L’apprentissage du naturel

La Lettre circulaire

Plus j’écris, plus je suis persuadé qu’il faut lâcher prise pour se trouver, c’est-à-dire accepter de ne pas réussir à tout maîtriser. L’obsession de maîtrise, au lieu de les épanouir, retient les sensibilités qui ne se fient pas assez à leurs propres élans.

Je crois que la vie est un exercice de dépouillement. On s’allège au fur et à mesure de tout ce qui contraint sa nature. On s’individualise, on s’émancipe. L’art, qui est la célébration de la vie, et même sa transmission par-delà la mort, devrait procéder de même.

Se dépouiller des nombreux usages qu’on nous inculque depuis l’enfance prend du temps. Un usage n’est qu’une convention établie pour faciliter les rapports humains et notre vie pratique. Ça n’a rien à voir avec la littérature et bien souvent ça joue contre elle.
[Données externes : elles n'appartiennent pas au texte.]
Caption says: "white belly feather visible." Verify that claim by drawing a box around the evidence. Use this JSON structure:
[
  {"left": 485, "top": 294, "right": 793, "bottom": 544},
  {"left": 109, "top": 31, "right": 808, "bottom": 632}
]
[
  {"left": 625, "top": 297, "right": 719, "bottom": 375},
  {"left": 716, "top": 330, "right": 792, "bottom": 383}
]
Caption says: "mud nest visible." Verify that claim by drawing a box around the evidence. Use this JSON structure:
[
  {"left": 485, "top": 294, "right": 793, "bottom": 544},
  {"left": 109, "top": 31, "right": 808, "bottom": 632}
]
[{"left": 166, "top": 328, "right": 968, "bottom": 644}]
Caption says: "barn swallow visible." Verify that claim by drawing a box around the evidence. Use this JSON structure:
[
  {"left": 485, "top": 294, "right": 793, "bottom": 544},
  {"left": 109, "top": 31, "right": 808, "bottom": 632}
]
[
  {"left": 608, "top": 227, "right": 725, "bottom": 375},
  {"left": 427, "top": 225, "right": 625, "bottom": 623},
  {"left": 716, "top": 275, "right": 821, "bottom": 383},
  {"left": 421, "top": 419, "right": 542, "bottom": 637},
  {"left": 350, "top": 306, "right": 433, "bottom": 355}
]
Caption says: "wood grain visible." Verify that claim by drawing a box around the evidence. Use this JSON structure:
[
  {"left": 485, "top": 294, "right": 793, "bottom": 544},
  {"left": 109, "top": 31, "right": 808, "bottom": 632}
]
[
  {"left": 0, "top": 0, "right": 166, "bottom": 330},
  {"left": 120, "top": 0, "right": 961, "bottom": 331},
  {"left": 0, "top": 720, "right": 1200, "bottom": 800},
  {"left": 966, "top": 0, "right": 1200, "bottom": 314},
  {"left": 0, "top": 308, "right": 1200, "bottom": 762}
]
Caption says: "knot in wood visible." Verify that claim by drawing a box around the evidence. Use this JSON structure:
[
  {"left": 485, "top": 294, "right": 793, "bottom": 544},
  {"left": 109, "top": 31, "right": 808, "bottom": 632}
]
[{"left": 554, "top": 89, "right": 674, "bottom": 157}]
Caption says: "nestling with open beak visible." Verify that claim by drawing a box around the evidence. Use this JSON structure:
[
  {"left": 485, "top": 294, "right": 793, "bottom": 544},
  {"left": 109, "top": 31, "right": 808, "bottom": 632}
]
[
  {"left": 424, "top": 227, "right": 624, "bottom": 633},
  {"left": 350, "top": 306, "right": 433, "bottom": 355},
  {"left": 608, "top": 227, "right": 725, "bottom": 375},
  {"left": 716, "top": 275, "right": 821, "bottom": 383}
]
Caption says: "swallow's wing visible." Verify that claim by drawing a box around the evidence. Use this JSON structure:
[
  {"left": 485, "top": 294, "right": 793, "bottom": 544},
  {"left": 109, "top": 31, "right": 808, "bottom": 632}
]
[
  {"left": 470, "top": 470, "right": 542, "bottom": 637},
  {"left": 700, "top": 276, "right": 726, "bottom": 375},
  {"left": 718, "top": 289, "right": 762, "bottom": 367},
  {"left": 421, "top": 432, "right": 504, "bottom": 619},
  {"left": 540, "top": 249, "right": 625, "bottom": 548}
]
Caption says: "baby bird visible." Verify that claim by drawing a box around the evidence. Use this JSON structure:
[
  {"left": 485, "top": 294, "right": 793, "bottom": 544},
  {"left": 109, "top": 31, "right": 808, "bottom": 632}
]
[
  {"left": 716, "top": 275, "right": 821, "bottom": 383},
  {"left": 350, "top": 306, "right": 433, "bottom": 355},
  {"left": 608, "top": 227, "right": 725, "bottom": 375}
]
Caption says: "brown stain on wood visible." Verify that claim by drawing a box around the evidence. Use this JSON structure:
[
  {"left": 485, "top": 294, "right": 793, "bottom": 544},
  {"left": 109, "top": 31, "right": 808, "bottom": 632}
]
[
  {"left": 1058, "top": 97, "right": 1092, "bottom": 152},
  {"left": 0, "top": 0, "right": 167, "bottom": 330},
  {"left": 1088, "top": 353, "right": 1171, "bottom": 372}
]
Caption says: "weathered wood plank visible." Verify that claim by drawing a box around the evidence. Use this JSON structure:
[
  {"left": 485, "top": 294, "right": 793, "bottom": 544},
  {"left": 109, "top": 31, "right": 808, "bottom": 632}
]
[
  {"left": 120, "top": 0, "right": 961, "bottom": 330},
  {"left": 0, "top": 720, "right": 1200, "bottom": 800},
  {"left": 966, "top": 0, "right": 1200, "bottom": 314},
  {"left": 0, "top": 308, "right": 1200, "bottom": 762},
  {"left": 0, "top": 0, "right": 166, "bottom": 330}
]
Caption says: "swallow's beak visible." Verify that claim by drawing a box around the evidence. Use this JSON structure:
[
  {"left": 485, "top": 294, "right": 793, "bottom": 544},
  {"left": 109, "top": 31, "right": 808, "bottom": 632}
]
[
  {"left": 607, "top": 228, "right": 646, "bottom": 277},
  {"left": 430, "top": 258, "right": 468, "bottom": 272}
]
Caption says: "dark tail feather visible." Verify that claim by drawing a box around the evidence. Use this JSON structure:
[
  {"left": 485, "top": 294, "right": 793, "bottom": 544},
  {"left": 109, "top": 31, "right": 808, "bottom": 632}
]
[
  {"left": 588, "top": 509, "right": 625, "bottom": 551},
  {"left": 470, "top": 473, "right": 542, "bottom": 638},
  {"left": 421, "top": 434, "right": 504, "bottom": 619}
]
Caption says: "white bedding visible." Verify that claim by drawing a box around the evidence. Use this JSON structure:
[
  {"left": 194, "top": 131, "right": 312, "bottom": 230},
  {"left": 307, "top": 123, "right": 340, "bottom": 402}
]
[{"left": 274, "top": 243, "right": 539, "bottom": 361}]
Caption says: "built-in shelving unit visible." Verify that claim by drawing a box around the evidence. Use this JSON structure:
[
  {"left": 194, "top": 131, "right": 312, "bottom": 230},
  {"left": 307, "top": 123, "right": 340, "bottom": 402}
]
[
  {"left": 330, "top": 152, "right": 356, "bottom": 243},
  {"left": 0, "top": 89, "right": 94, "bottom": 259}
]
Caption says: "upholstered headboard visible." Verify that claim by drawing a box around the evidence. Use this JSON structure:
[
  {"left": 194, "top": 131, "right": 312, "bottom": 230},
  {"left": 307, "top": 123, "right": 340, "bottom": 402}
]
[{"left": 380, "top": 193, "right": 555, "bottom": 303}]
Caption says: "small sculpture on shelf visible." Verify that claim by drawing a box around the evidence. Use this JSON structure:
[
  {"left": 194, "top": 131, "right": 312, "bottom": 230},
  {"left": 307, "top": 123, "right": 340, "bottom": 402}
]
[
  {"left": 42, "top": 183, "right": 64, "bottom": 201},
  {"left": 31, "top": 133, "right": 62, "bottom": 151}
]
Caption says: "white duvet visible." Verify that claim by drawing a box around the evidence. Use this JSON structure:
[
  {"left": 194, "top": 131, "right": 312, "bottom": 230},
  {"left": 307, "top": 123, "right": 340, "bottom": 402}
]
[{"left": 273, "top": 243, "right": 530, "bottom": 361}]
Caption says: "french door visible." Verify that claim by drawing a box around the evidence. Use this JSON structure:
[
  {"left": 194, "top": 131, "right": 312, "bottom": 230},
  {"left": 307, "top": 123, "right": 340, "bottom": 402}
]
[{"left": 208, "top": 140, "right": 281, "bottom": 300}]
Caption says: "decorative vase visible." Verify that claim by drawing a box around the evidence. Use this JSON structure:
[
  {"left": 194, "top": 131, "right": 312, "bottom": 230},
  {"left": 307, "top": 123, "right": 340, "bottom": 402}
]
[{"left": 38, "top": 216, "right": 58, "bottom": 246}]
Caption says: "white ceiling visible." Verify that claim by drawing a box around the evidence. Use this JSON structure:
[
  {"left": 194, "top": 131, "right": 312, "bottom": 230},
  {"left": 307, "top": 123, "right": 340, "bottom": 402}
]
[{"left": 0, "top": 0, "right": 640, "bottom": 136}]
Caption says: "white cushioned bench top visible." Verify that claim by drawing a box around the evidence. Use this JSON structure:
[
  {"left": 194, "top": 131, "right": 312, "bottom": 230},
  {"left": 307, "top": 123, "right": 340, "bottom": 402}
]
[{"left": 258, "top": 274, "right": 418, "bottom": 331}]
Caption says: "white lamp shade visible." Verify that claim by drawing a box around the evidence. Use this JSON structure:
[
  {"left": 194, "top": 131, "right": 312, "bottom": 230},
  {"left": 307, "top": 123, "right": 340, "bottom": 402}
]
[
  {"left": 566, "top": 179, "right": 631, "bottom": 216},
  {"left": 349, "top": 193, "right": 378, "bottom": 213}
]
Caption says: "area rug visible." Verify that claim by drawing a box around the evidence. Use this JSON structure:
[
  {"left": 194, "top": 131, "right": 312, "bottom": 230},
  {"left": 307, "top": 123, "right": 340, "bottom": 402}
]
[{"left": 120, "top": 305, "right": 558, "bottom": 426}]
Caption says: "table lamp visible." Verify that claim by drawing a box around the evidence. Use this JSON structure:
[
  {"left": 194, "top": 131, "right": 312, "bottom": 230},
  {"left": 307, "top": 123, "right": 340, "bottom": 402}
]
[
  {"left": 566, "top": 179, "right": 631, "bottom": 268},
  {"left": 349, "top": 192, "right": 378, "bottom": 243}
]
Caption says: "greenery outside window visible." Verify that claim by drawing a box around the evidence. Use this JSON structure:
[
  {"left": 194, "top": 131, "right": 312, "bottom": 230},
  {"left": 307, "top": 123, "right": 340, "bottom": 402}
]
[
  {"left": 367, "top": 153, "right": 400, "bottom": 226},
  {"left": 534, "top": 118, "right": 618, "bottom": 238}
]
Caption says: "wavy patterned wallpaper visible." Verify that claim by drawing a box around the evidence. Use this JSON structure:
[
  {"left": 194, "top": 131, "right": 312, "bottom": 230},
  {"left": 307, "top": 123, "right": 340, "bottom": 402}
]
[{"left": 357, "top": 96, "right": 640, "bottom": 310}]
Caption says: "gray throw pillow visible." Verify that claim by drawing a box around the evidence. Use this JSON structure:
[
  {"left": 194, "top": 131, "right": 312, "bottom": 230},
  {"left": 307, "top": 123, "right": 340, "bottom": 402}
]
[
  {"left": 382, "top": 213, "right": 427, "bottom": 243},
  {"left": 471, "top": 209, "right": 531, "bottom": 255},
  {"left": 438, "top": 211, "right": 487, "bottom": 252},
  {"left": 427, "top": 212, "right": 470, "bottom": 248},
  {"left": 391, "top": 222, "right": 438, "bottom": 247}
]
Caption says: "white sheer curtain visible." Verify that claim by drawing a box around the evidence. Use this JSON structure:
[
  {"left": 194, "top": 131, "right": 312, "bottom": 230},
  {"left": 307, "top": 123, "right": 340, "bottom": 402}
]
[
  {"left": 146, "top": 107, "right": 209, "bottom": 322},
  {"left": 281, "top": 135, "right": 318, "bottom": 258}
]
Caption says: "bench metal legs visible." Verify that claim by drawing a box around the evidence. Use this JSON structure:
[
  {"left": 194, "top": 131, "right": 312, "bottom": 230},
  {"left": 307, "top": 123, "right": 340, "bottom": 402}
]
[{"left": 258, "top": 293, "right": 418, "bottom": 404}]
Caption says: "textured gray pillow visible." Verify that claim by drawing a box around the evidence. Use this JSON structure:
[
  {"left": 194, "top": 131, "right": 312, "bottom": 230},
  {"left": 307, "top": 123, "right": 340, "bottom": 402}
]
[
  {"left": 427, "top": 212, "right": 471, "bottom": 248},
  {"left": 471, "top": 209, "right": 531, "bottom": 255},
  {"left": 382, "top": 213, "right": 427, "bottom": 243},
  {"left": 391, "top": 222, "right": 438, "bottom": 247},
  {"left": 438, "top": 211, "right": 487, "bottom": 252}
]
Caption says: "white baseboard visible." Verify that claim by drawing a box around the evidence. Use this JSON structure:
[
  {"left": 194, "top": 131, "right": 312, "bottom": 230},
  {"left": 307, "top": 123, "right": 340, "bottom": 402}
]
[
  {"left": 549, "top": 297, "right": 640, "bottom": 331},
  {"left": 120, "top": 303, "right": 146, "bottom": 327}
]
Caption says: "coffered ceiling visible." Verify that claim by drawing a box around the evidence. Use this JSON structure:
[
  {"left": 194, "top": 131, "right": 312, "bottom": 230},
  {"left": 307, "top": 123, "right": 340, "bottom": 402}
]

Au lieu qu’on l’accepte d’emblée pour ce qu’elle est, une manière de revitaliser nos sens, la littérature doit d’abord vaincre des habitudes.

Le naturel s’apprend et c’est bien triste. Heureusement, on finit par se trouver dans la lecture. Il n’y a pas d’influence, seulement la révélation d’un tempérament au contact de ses semblables. Ils lui donnent le courage de s’affirmer contre une manière défraîchie de sentir ou de penser.

Dépouillement ne veut pas dire austérité, mais plutôt intimité. D’abord avec soi-même : apprendre à se reconnaître dans ses lectures. Ensuite avec autrui : trouver le peu de mots assez vibrants pour transmettre ce qui autrement serait tu.

Que reste-t-il quand on ne peut plus rien enlever ? On demeure seul face à soi, libre de tout conditionnement, nu et fripé comme un nouveau-né qui aurait beaucoup vécu et ne se souviendrait de rien. On devient qui l’on était avant de grandir.